Cocaine exposure enhances excitatory synaptic drive to cholinergic neurons in the laterodorsal tegmental nucleus.

Accumulating evidence indicates that the laterodorsal tegmental nucleus (LDT) is associated with reward processing and addiction. The cholinergic projection from the LDT to the ventral tegmental area is essential for a large dopamine release in the nucleus accumbens, which is critically involved in the reinforcing effects of addictive drugs, including cocaine. In contrast to the large number of studies on plasticity induced after cocaine exposure in the mesocorticolimbic dopaminergic system, it remains unknown whether LDT cholinergic neurons exhibit plastic changes following cocaine administration. To address this issue, we performed ex vivo whole-cell recordings in LDT cholinergic neurons obtained from rats following cocaine administration. Neurons obtained from 1 day after 5-day cocaine-treated rats showed significantly smaller paired-pulse ratios of evoked EPSCs and higher miniature EPSC frequencies than those from saline-treated rats, indicating an induction of presynaptic plasticity of increased glutamate release.

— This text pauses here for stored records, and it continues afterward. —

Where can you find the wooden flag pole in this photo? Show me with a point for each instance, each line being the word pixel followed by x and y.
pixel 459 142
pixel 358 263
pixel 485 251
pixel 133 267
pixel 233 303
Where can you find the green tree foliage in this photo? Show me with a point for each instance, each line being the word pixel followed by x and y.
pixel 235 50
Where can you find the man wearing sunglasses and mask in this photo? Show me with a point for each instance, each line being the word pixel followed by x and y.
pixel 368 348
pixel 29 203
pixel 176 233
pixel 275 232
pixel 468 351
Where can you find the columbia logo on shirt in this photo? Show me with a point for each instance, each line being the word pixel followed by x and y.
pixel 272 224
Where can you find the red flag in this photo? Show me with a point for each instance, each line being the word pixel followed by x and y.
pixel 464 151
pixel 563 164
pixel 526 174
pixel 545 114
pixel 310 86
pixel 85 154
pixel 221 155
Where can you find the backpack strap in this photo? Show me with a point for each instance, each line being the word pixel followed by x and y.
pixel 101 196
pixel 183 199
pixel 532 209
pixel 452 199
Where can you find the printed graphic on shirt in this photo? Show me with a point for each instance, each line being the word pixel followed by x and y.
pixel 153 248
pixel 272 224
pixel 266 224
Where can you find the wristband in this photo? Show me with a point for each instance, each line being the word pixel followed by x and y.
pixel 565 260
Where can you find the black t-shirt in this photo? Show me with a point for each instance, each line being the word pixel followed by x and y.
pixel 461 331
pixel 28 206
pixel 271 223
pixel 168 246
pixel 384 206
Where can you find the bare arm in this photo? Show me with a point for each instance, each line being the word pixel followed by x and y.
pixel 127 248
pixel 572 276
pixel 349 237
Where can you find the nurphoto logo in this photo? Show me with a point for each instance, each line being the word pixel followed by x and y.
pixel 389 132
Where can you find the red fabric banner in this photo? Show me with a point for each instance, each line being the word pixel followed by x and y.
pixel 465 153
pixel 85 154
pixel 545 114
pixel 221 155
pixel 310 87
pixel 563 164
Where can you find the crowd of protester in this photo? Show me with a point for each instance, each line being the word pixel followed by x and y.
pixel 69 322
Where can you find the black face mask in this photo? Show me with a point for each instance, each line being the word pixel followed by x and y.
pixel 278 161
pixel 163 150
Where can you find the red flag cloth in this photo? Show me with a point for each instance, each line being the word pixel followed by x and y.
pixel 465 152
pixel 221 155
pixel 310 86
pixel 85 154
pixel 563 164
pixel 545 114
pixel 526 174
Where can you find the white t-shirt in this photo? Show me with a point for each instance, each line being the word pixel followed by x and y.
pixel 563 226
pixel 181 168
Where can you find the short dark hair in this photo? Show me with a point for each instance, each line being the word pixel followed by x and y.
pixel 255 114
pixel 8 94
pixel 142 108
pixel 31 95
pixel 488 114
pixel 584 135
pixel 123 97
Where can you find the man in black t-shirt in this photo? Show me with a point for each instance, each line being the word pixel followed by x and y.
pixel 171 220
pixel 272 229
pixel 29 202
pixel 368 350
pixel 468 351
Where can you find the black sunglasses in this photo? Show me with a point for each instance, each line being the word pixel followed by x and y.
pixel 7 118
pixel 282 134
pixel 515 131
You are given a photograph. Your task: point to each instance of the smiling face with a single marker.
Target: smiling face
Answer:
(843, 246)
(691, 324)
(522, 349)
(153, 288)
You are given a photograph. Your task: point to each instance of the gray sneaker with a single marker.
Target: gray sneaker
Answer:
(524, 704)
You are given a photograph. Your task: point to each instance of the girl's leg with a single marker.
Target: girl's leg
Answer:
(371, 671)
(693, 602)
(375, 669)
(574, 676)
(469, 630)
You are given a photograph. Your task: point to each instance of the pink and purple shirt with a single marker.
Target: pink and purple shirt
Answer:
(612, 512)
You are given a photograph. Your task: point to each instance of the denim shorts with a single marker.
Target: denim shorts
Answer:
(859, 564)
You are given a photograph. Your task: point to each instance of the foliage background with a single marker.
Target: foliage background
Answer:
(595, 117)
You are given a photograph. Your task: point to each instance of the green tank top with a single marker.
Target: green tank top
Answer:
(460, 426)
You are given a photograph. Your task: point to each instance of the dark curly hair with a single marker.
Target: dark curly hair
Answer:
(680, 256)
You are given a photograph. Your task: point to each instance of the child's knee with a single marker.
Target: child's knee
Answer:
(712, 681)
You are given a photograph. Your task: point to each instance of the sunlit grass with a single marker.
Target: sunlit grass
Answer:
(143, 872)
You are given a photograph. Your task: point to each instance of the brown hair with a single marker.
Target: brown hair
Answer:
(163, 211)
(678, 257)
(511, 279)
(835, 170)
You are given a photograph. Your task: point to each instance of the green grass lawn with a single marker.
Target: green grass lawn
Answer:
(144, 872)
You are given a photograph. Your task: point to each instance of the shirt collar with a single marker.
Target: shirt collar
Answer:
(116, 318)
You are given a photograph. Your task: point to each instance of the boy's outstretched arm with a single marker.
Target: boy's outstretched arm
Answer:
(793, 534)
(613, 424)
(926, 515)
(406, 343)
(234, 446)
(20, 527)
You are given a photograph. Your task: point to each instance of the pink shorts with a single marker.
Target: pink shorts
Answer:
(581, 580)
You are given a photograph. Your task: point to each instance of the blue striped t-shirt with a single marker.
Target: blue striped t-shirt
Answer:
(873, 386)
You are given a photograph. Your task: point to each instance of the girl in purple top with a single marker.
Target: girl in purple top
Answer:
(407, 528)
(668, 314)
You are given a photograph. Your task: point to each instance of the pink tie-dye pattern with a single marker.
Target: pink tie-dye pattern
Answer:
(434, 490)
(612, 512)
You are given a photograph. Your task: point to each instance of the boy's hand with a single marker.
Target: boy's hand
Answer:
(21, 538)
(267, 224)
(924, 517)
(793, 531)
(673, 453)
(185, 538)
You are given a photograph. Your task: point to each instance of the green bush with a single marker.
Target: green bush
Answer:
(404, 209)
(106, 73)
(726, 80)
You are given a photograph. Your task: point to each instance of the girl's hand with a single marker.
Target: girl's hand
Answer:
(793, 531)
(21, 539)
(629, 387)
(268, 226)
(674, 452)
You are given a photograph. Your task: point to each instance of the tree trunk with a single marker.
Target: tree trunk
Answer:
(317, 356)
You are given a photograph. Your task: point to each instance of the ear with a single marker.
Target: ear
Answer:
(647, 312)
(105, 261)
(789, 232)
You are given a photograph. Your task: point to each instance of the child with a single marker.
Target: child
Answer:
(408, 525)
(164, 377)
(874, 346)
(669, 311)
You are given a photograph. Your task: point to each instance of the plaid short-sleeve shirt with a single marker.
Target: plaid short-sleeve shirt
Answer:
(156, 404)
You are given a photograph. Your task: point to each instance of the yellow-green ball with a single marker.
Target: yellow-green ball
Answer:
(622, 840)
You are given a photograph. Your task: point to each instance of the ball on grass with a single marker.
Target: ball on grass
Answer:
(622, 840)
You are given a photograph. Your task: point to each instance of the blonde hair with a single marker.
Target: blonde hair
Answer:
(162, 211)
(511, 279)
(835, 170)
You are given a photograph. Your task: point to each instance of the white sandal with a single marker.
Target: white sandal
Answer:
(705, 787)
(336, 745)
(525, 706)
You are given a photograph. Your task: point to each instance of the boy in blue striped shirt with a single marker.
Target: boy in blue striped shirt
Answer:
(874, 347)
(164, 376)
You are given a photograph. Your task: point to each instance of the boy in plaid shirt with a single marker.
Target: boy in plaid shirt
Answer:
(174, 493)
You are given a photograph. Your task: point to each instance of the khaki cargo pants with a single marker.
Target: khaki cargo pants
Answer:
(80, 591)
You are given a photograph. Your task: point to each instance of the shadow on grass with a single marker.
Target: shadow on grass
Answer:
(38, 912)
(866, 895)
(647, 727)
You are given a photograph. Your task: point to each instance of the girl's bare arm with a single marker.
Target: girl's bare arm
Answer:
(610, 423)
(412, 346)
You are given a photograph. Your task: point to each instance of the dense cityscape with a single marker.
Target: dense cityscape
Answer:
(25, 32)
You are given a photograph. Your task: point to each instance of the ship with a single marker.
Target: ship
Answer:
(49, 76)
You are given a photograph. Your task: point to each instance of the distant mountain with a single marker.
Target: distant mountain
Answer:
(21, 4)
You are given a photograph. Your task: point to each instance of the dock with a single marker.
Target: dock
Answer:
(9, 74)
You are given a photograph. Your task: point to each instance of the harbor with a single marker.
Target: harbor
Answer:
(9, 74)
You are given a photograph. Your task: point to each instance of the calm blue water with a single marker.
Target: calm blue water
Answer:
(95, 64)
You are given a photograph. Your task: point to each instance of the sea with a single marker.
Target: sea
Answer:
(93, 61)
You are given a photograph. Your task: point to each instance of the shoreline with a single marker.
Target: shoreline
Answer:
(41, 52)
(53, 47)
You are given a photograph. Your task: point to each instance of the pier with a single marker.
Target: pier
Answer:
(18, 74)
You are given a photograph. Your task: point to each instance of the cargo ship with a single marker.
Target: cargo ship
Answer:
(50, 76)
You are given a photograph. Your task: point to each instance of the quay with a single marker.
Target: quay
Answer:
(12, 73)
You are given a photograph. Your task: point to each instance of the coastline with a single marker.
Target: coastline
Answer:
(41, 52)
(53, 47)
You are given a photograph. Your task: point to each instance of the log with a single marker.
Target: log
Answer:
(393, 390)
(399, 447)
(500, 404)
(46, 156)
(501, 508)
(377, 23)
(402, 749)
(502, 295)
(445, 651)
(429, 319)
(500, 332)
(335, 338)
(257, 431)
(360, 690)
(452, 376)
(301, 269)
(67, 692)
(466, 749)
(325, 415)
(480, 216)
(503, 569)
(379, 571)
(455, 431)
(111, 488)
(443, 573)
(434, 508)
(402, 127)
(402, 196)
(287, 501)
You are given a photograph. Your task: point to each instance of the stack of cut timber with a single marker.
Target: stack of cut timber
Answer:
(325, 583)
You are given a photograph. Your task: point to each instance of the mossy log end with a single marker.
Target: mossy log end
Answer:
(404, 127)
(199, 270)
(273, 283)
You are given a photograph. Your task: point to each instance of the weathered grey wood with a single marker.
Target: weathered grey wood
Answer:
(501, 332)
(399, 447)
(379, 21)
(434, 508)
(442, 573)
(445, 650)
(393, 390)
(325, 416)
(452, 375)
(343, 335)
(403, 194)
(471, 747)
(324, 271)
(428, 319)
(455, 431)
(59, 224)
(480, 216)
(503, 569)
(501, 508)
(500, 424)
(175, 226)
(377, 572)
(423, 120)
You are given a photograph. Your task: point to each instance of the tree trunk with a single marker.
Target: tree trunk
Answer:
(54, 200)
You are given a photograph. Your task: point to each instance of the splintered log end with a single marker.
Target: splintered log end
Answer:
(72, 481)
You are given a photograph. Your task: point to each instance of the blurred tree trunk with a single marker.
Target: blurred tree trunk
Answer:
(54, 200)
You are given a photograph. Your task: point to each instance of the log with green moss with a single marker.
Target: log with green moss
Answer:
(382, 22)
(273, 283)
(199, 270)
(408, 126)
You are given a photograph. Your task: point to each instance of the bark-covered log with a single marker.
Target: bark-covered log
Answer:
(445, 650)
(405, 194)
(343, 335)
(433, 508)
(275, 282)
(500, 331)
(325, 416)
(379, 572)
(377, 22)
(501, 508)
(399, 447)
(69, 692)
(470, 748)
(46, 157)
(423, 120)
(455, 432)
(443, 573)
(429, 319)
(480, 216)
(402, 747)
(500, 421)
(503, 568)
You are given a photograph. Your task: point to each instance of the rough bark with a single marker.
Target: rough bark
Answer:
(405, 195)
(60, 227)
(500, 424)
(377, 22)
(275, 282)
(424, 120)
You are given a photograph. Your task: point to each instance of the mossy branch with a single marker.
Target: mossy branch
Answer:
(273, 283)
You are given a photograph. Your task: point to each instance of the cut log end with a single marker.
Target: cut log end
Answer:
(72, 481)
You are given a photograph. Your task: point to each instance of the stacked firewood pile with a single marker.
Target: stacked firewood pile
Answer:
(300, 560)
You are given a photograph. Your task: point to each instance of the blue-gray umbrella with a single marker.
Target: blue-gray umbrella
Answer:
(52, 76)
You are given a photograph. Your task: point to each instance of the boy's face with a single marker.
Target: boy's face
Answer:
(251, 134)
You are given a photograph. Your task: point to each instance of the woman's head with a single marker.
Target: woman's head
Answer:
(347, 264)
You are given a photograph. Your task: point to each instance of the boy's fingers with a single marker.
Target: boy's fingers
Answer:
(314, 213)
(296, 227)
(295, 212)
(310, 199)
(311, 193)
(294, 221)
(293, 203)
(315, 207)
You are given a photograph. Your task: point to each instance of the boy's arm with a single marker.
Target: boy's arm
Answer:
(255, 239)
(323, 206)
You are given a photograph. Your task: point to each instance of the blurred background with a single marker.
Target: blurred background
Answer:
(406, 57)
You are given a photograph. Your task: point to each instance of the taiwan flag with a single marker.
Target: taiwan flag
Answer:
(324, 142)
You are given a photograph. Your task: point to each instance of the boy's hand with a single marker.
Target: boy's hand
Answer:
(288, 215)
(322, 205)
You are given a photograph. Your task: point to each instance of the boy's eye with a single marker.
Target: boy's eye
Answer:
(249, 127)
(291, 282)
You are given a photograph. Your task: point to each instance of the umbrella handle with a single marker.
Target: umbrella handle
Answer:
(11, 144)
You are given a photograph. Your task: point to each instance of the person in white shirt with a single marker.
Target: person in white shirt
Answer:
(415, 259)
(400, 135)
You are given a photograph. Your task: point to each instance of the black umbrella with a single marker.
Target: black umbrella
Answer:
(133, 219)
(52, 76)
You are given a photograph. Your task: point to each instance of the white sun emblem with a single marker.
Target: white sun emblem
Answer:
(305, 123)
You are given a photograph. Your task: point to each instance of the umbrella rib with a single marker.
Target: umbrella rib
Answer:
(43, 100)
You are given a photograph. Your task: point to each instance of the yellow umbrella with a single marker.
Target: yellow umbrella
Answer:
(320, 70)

This plasticity seemed to recover after a 5-day withdrawal from repeated cocaine exposure, and required NMDA receptor stimulation and nitric oxide production. Additionally, pharmacological suppression of activity of the medial prefrontal cortex inhibited the presynaptic plasticity in the LDT. On the other hand, AMPA/NMDA ratios were not different between saline- and cocaine-treated groups, revealing an absence of postsynaptic plasticity. These findings provide the first direct evidence of cocaine-induced synaptic plasticity in LDT cholinergic neurons and suggest that the presynaptic plasticity enhances the activity of LDT cholinergic neurons, contributing to the expression of cocaine-induced addictive behaviors through the dysregulation of the mesocorticolimbic system.